Specifications for bioimage.io

This repository contains the specifications of the standard format defined by the bioimage.io community for the content (i.e., models, datasets and applications) in the bioimage.io website. Each item in the content is always described using a YAML 1.2 file named rdf.yaml or bioimageio.yaml. This rdf.yaml \ bioimageio.yaml--- along with the files referenced in it --- can be downloaded from or uploaded to the bioimage.io website and may be produced or consumed by bioimage.io-compatible consumers (e.g., image analysis software like ilastik).

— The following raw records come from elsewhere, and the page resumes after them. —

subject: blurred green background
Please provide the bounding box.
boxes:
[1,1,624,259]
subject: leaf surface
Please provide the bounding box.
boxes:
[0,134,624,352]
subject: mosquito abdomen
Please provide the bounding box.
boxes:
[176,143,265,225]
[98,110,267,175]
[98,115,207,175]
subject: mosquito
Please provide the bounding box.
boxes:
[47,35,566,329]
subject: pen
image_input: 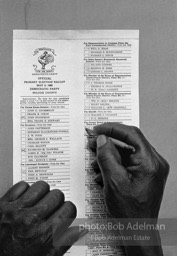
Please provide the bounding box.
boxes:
[85,128,135,153]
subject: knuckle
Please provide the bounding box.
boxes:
[38,227,52,245]
[22,216,33,226]
[0,206,16,223]
[22,212,39,226]
[156,153,170,178]
[166,162,170,175]
[130,125,140,135]
[162,159,170,177]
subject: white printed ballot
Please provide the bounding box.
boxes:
[13,30,139,255]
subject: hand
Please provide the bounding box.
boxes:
[90,123,169,256]
[91,122,169,219]
[0,181,85,256]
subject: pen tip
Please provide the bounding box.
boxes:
[85,127,92,133]
[85,128,96,137]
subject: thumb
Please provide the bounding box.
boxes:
[96,135,128,183]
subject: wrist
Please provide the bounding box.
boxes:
[124,245,163,256]
[114,219,164,256]
[123,230,163,256]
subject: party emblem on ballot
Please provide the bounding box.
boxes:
[33,47,56,73]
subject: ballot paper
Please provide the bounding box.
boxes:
[13,30,139,255]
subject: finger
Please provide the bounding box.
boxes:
[32,189,65,219]
[49,201,77,235]
[48,227,87,255]
[97,135,122,164]
[53,226,87,250]
[94,122,146,149]
[18,181,50,207]
[96,135,128,182]
[1,181,29,201]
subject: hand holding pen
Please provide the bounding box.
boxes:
[87,122,169,256]
[86,127,135,153]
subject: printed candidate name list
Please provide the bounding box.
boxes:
[13,30,139,256]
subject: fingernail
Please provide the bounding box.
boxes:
[97,135,107,148]
[79,229,89,239]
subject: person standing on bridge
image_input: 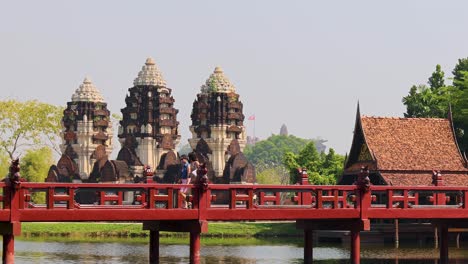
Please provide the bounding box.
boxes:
[180,155,191,208]
[188,152,200,181]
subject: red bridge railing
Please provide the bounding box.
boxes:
[0,182,467,222]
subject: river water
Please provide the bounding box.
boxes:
[9,239,468,264]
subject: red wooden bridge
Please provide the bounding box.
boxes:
[0,172,467,264]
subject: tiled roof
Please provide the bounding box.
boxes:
[361,117,467,172]
[380,172,468,186]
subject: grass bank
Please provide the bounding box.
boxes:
[20,222,302,243]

These are the rules and format that bioimage.io-compatible resources must fulfill.

Note that the Python package PyYAML does not support YAML 1.2 . We therefore use and recommend ruyaml. For differences see https://ruamelyaml.readthedocs.io/en/latest/pyyaml.

Please also note that the best way to check whether your rdf.yaml file is bioimage.io-compliant is to call bioimageio.core.validate from the bioimageio.core Python package. The bioimageio.core Python package also provides the bioimageio command line interface (CLI) with the validate command:

bioimageio validate path/to/your/rdf.yaml

Format version overview

All bioimage.io description formats are defined as Pydantic models.

Type	Format Version	Documentation¹	Developer Documentation²
model	0.5 0.4	model 0.5 model 0.4	ModelDescr_v0_5 ModelDescr_v0_4
dataset	0.3 0.2	dataset 0.3 dataset 0.2	DatasetDescr_v0_3 DatasetDescr_v0_2
notebook	0.3 0.2	notebook 0.3 notebook 0.2	NotebookDescr_v0_3 NotebookDescr_v0_2
application	0.3 0.2	application 0.3 application 0.2	ApplicationDescr_v0_3 ApplicationDescr_v0_2
generic	0.3 0.2	-	GenericDescr_v0_3 GenericDescr_v0_2

JSON Schema

Simplified descriptions are available as JSON Schema (generated with Pydantic):

bioimageio.spec version	JSON Schema	documentation¹
latest	bioimageio_schema_latest.json	latest documentation
0.5	bioimageio_schema_v0-5.json	0.5 documentation

Note: bioimageio_schema_v0-5.json and bioimageio_schema_latest.json are identical, but bioimageio_schema_latest.json will eventually refer to the future bioimageio_schema_v0-6.json.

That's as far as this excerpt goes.